Yes, absolutely. And since men are naturally strong and have the hunter/predator instinct, (whether they have actually killed someone or not) and the stronger capacity for logical thought, not ruled by random emotions, they are much more naturally suited to the job of police officer or judge than women, who are best suited for bearing children and changing diapers. I'm so glad we can all agree on this. *** roll eyes ***

Anonymous said...

The only male I trust with my son is my husband, his father.

Anonymous said...

LMAO, calimom. :)

Anonymous said...

12:40 AM
"the vast majority of men are not ideal for childcare."

The vast majority of men are fathers! Now days fathers are expected to be much more hands on than in previous generations, and guess what.......it turns out dads can do a great job!

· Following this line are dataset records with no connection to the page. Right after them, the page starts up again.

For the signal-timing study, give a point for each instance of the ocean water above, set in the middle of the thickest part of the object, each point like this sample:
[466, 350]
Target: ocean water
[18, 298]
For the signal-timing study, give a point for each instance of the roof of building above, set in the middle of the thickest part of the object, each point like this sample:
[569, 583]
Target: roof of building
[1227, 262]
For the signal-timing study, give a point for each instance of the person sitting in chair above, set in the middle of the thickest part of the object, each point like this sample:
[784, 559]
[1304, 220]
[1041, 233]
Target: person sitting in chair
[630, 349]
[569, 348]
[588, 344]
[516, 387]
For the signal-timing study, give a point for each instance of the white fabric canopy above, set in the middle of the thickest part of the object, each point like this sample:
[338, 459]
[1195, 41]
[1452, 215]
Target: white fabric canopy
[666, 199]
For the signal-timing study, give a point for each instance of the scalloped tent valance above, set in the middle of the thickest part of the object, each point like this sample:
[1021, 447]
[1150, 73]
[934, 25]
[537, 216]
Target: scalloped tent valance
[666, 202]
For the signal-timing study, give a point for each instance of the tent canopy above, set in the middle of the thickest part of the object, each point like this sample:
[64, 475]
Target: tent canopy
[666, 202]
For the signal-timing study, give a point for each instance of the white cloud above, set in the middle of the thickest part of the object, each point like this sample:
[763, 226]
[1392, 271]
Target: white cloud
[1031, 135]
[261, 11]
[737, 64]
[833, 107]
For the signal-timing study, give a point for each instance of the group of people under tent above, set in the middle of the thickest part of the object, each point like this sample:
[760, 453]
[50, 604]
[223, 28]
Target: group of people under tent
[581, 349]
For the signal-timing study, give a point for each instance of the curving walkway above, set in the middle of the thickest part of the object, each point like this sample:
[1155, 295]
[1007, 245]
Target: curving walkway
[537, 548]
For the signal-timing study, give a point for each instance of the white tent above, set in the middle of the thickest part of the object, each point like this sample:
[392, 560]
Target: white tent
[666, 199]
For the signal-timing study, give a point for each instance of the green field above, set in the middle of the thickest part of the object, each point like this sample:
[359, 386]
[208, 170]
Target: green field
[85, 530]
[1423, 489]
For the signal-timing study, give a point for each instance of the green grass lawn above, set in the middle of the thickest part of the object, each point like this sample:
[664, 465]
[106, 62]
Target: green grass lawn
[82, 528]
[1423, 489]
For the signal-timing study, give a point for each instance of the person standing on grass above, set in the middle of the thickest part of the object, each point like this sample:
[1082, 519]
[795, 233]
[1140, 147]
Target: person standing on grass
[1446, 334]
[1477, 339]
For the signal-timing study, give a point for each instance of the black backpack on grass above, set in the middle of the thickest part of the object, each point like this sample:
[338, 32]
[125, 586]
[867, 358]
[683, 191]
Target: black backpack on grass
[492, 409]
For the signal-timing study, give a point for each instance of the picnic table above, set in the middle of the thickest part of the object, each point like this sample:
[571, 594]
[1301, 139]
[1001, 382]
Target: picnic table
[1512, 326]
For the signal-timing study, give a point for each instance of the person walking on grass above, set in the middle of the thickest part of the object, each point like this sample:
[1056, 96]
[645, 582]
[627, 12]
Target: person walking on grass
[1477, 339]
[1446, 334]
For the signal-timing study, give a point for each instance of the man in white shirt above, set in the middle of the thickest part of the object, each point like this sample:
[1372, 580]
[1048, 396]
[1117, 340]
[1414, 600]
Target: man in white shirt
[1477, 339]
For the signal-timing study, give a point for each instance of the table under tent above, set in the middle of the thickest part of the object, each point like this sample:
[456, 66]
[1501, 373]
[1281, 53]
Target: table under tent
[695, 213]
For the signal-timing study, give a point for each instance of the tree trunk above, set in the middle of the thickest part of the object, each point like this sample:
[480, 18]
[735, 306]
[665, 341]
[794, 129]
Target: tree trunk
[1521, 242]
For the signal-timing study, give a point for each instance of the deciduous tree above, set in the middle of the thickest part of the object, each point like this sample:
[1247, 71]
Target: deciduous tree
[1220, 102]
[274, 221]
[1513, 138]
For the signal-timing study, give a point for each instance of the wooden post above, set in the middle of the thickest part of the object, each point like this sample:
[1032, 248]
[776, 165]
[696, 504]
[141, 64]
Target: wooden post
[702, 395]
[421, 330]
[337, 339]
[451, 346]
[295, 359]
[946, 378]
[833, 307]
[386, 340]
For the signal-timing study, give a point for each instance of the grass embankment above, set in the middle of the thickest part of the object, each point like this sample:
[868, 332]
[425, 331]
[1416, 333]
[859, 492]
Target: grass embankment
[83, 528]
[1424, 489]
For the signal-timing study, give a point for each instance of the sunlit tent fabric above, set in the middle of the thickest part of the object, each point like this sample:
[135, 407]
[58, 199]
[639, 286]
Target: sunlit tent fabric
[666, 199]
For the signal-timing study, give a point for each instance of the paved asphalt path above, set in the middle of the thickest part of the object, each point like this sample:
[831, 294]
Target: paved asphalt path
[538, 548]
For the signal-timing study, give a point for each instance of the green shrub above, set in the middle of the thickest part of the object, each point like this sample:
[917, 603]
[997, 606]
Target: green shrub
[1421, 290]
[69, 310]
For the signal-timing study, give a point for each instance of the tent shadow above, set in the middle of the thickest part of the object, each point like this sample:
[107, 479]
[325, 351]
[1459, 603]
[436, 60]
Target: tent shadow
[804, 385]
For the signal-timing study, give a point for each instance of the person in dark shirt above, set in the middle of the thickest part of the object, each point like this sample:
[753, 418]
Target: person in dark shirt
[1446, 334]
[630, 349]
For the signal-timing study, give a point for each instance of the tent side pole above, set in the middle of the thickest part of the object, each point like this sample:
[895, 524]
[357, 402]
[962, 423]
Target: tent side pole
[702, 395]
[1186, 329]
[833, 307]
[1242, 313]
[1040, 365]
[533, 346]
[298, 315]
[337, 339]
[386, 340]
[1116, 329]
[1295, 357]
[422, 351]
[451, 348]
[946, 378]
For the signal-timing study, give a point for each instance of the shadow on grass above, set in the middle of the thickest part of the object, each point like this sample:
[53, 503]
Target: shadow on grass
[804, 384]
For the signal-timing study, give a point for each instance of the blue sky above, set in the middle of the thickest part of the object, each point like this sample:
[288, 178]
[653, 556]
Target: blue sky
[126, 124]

And the reason mostly women work with young children, is because it is poorly paid. Try to support a family on a preschool teachers salary.

Anonymous said...

Excellent point, 11:37.

Anonymous said...

This was a really, really good (fun) post to read!

Anonymous said...

as a male nanny and former preschool teacher myself i wanted to say thanks :) its uplifting to know that my services are worthwhile and that I am needed. I really enjoyed this post it was quite humourous(sp?) and uplifting.

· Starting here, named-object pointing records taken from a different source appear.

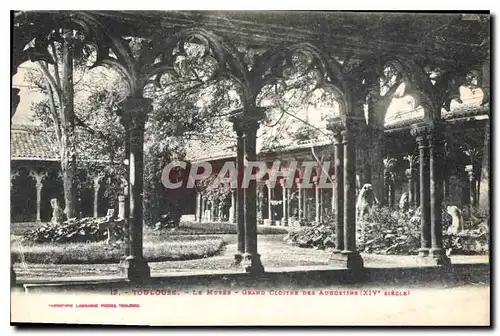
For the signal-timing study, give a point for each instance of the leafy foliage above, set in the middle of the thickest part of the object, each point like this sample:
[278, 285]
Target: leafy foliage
[389, 231]
[73, 231]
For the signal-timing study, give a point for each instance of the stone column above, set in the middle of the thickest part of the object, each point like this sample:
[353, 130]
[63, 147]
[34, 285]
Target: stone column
[213, 207]
[353, 258]
[305, 204]
[284, 190]
[126, 209]
[317, 200]
[203, 209]
[233, 215]
[247, 122]
[436, 153]
[289, 206]
[134, 113]
[299, 200]
[420, 132]
[348, 127]
[240, 200]
[39, 177]
[339, 193]
[333, 201]
[269, 206]
[469, 169]
[197, 213]
[121, 206]
[97, 185]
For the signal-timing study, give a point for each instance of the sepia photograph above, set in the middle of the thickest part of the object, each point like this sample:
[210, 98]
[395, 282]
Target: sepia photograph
[250, 168]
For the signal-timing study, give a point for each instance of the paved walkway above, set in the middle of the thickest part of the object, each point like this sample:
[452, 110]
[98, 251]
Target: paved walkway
[275, 254]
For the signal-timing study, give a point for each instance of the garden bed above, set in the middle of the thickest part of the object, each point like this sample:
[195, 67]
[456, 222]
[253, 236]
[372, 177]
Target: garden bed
[172, 249]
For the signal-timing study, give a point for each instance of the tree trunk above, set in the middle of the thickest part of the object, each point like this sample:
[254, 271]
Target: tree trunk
[68, 149]
[484, 193]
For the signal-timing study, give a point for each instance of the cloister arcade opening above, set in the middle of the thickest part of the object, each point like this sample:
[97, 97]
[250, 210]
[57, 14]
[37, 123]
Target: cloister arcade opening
[397, 128]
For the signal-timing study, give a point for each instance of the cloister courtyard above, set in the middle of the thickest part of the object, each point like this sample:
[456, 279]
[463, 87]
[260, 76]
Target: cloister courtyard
[293, 150]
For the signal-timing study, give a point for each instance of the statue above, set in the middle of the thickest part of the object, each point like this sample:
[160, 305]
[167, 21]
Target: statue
[366, 200]
[403, 201]
[457, 220]
[58, 215]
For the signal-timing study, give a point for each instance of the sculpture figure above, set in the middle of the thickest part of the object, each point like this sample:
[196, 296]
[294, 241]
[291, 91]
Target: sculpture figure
[58, 215]
[366, 200]
[457, 220]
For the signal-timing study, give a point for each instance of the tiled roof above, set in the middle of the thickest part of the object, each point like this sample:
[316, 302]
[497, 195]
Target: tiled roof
[32, 143]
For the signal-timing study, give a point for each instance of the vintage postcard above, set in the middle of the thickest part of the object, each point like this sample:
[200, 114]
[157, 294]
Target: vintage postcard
[235, 168]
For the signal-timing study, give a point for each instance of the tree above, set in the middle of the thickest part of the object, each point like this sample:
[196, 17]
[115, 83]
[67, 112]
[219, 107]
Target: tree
[97, 135]
[57, 58]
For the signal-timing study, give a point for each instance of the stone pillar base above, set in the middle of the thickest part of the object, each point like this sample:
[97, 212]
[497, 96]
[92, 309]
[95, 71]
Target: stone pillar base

As for the comment about it being weird that men are in ECE or that it is weird or innapporpriate that men take kids of either gender to the bathroom.

Calimom's post at 2:49 sums that up quite well what i would say. thanks Calimom! Ill add that i dont like doing the job of changing diapers and taking kids to the bathroom, but im not going to stand there all day and wait for someone else to do my job for me. No parent I worked with had any qualms over me doing so, and even agreed to the fact that, the worst part could be changing diapers or doing bathroom duty, but hey even parents have to go through it, my co-workers tried to force me not to do it for my own protection, ie false accusations etc. but like i said how?! when i am in a room in full view of the entire staff and parents, and i always keep one foot in the bathroom door and one foot out so I am visible, i always made sure i was visible and not alone with the kids I advised and my director advised everyone (male and female of the such) i left the feild of teaching cause i was tired of being forced to tell parents I cant do this and that and get weird looks by parents, because of it, just cause i was a guy, but above all it was due to the pay, and the flexibility. now as a nanny i still change diapers in view of the parents, if i am babysitting alone i tell the child what i am doing and also let them know that they can always come by unannoucned, to check in, ) mom and dad find it weird that i do that but i say its always a force of habit, and one im not really willing to break. as a nanny/preschool teacher you learn precautions from the start.

Anonymous said...

Who cares gay or straight? look at all the Catholic priests, probably gay and looking for an outlet for the frustration.

Again who care if a guy is gay or straight to watch kids? Or if you think he ois good lookng--if that is what "hwat" means. Not sure though, slang was not taught in college.